返戻率95%という高水準のピークが、引退予定時期より1〜2年ずれていた——それだけで実損が300万円を超えるケースがあります。「1〜2年くらい誤差の範囲でしょ」と思うかもしれませんが、退職金クラスの積立額になると、わずかな返戻率の差が数百万円単位の話になってきます。
こうした失敗を防ぐには、「いつ引退するか」という経営計画と「いつが保険のピークか」という保険設計を、最初から連動させておくことが必要です。契約から何年も経って「そういえばうちの保険って……」と確認する頃には、すでに調整が難しくなっていることも多い。
保険を契約する段階で、引退時期の目安を保険会社や税理士と共有しておくことが、何より大切です。
第1位:退職金の受け取り方を事前に設計していなかった
1位はここです。最も深刻で、かつ最も多い後悔です。
退職金には「退職所得控除」という強力な非課税枠があります。勤続年数に応じて計算され、たとえば勤続30年なら1,500万円前後が控除の対象になります(勤続20年超の部分は1年につき70万円)。この控除をフルに活用できれば、退職金の税負担はゼロ、あるいはごくわずかで済む可能性があります。
ところが、受け取り方のタイミングや金額の設計を間違えると、「本来は税金ゼロだったはずなのに、数十万円を払ってしまった」という事態になります。受け取り方の設計というのは、具体的にはこういった話です——いつ退職金を支払うか、役員退職慰労金として支払う場合の適正額はいくらか、保険の解約返戻金をどう充当するか。
これらを事前に税理士と詰めておかないまま「引退するから保険を解約して退職金を払った」だけでは、控除が活かせないケースがあります。顧問税理士への相談が引退の半年前だった、というのは正直遅すぎます。
今すぐ確認してほしい3つのこと
保険退職金を活用している社長に、今すぐ確認していただきたいことがあります。
- 契約している保険の返戻率ピーク年はいつか
- 引退予定時期とピーク年は一致しているか
- 退職所得控除の試算を税理士とすでに行っているか
この3つのうち一つでも「わからない」「まだやっていない」があれば、早めに顧問税理士に相談することをおすすめします。

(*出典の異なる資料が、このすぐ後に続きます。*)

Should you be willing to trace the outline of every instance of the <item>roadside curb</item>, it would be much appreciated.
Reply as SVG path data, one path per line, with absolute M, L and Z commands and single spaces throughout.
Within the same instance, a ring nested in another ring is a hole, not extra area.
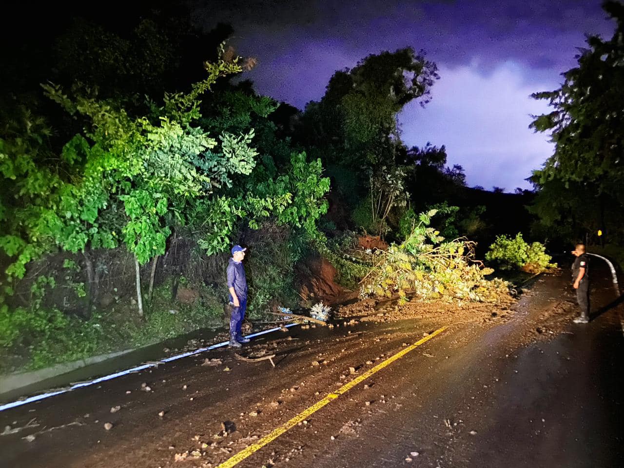
M 151 344 L 147 346 L 152 346 Z M 37 369 L 36 371 L 25 371 L 15 372 L 11 374 L 0 375 L 0 397 L 2 394 L 17 390 L 23 387 L 27 387 L 37 382 L 41 382 L 52 377 L 57 377 L 71 371 L 75 371 L 80 368 L 90 366 L 94 364 L 104 362 L 107 359 L 117 358 L 129 353 L 132 353 L 144 348 L 130 348 L 114 353 L 108 353 L 105 354 L 93 356 L 69 363 L 56 364 L 44 369 Z
M 291 323 L 283 326 L 285 328 L 290 328 L 291 326 L 295 326 L 299 324 Z M 262 331 L 259 331 L 256 333 L 252 333 L 251 334 L 247 335 L 246 338 L 253 338 L 256 336 L 260 336 L 261 335 L 266 334 L 267 333 L 270 333 L 273 331 L 276 331 L 278 330 L 281 329 L 281 327 L 275 327 L 273 328 L 270 328 L 269 329 L 263 330 Z M 158 361 L 150 361 L 146 364 L 143 364 L 140 366 L 137 366 L 130 369 L 127 369 L 124 371 L 120 371 L 119 372 L 115 372 L 113 374 L 109 374 L 108 375 L 104 376 L 102 377 L 99 377 L 97 379 L 94 379 L 92 380 L 87 381 L 84 382 L 79 382 L 76 384 L 74 384 L 71 386 L 66 388 L 62 388 L 60 389 L 52 390 L 52 391 L 49 391 L 46 393 L 42 393 L 41 394 L 34 395 L 32 396 L 28 397 L 27 398 L 21 398 L 18 399 L 14 401 L 5 403 L 4 404 L 0 405 L 0 411 L 4 411 L 6 409 L 10 408 L 14 408 L 17 406 L 21 406 L 22 405 L 27 404 L 28 403 L 31 403 L 35 401 L 39 401 L 39 400 L 42 400 L 46 398 L 49 398 L 52 396 L 55 396 L 56 395 L 60 395 L 63 393 L 67 393 L 72 390 L 75 390 L 78 388 L 82 387 L 88 387 L 91 385 L 94 385 L 95 384 L 99 384 L 101 382 L 105 382 L 107 380 L 112 380 L 112 379 L 115 379 L 118 377 L 121 377 L 122 376 L 127 375 L 128 374 L 131 374 L 135 372 L 139 372 L 140 371 L 144 370 L 145 369 L 149 369 L 150 368 L 155 367 L 161 364 L 165 364 L 166 363 L 171 362 L 172 361 L 176 361 L 177 359 L 181 359 L 182 358 L 187 358 L 190 356 L 194 356 L 200 353 L 203 353 L 204 351 L 210 351 L 211 349 L 214 349 L 217 348 L 222 348 L 226 346 L 228 344 L 228 341 L 223 341 L 222 343 L 216 343 L 212 344 L 210 346 L 207 346 L 205 348 L 200 348 L 197 349 L 195 349 L 191 351 L 187 351 L 186 353 L 183 353 L 180 354 L 176 354 L 175 356 L 171 356 L 168 358 L 165 358 L 165 359 L 160 359 Z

引退は一度しかありません。「なんとなく保険に入っていた」だけでは、せっかく積み立ててきたお金を十分に活かせない可能性があります。今期中に一度、契約時の設計書を引っ張り出して、ピーク年と自分の引退計画を照らし合わせてみてください。それだけで、数百万円の差が生まれることがあります。
※本記事は一般的な情報提供を目的としています。具体的な税務判断は税理士にご相談ください。